There is a group of women who believe in prayer. This local group meets on Saturdays at 7:00 am. The group began in March 1998 and I am one of the members.
During the group’s first four years, it met at one of the local counseling centers. The group has met s at a member’s house, or at an identified location, and there are ten to twelve members. The group is diverse with its group composition cutting across racial, denominational, and age lines. The group is open to other women.
The members gather for prayer and have included the study of the bible and other books. Some books that the group members have read and discussed are What Happens When Women Pray written by Evelyn Christensen, Esther written by Charles Swindoll, Battlefield of the Mind and Managing Emotions written by Joyce Meyers, and The Prayer of Jabez by David Wilkinson and Rick Warren’s The Purpose-Driven Life after five members participated in a local 40 Days of Purpose campaign.
Annually, the group celebrates birthdays with cards no gifts, and shares in at least one or two social outings.
Following in the footsteps of great-grandmothers, grandmothers, and mothers who gathered in small groups for quilting bees or to pick and preserve the bounty from gardens, the members believe that women need membership in at least one small group. God designed women to be relational, nurturers, and live-givers. Women need to participate in a small group whereby they can share the joys and pains of life, be connected, and be authentic. Many of the local prayer group members have reported that the prayer and sisterhood have been a bridge over troubled waters. Each has seen God answer many prayers and each attest to the strengthening of her faith and walk with Jesus Christ. Many of the women have shared their personal journeys with coping with anxiety, depression, abuse, loss and death, incarceration of loved ones, and other phase of life issues.
The prayer group members highly encourage other women and men to consider forming prayer groups or other special interest groups. The group members offer the following tips:
Tips on Starting A Prayer Group
Pray and ask God to lead you.
Have one identified meeting place.
Keep it simple and don’t get caught up in performance –based activities/agendas.
Be informal. Come as you are. No competition or comparison needed.
Use books to encourage your learning and discussion.
Keep a balance of humor, laughter, and seriousness.
Help a sister/brother out in times of crisis.
Be for real- keep all facades and masks out of the group.
Honor and respect another person’s personal sharing.
Group members have found it helpful to not meet during holiday weekends.
As a Christian counselor, I spend time talking with clients discussing how they are meeting their emotional, spiritual, and physical needs.
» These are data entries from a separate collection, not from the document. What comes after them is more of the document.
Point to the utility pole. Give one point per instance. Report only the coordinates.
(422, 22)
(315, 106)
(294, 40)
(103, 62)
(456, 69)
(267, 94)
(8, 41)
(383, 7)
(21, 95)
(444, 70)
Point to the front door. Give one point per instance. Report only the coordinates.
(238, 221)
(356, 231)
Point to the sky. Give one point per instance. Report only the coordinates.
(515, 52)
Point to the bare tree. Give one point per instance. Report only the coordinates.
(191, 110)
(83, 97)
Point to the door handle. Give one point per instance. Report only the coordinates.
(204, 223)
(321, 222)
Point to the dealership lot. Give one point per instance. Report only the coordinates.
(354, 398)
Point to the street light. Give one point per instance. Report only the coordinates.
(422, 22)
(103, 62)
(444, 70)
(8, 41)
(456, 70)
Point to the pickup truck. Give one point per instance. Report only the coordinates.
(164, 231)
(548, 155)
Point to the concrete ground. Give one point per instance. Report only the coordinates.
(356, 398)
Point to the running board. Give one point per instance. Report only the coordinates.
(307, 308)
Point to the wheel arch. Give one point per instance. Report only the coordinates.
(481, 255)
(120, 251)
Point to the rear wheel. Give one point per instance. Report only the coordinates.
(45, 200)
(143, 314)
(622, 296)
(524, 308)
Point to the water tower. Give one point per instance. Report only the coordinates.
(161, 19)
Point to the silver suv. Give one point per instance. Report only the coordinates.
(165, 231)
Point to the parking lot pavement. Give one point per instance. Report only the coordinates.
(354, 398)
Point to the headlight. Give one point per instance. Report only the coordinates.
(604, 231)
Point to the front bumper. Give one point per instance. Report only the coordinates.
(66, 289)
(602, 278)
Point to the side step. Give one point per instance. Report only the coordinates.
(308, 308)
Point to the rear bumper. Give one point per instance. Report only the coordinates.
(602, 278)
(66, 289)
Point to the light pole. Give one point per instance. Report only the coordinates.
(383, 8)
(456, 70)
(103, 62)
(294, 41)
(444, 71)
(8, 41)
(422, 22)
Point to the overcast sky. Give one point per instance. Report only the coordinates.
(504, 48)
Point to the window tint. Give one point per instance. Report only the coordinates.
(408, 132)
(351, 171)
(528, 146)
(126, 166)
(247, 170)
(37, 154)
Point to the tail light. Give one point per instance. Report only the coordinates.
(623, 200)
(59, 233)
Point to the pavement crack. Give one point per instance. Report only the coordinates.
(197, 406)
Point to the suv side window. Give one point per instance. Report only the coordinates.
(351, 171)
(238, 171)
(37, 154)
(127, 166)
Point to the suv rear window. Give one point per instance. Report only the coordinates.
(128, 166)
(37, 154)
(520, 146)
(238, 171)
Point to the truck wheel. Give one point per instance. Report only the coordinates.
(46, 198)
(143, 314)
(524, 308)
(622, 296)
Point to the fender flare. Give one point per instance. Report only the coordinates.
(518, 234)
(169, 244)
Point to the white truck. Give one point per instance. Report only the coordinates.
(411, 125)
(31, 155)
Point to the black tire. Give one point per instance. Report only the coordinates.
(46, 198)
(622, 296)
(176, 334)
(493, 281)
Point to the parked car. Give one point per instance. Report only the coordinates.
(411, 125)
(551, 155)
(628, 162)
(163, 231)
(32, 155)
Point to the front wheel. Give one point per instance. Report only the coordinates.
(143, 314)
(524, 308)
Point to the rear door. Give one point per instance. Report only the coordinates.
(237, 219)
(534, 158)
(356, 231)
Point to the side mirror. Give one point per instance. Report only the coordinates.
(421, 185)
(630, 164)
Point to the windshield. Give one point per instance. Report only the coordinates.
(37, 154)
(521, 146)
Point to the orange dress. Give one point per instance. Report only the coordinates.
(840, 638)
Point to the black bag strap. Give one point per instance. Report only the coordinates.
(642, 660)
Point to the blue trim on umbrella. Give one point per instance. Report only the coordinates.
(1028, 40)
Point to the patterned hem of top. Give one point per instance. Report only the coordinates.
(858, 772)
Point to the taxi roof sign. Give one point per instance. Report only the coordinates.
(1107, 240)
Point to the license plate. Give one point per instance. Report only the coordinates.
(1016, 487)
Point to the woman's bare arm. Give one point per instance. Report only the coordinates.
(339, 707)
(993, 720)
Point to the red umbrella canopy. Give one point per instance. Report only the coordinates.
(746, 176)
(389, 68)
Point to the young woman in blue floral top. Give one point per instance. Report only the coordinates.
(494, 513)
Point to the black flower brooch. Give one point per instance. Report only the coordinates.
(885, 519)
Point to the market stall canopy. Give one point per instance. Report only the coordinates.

We also look at their social support networks. It is not unusual to learn that many people have lost interest, do not have the energy, and do not maintain connections with people. They find themselves being isolated from others. As a client progresses in the counseling process, he or she may be ready to making contact with others and we will discuss the availability of support groups and other small group experiences.
Clients have shared that they feel less depressed and anxious because of having someone to reach out to. Some people believe that a small group where one can be authentic actually helps to reduce the stress of day-to-day living. Many people agree that small group membership is important, especially if it is a resource where one can relax and feel accepted and valued for who she is.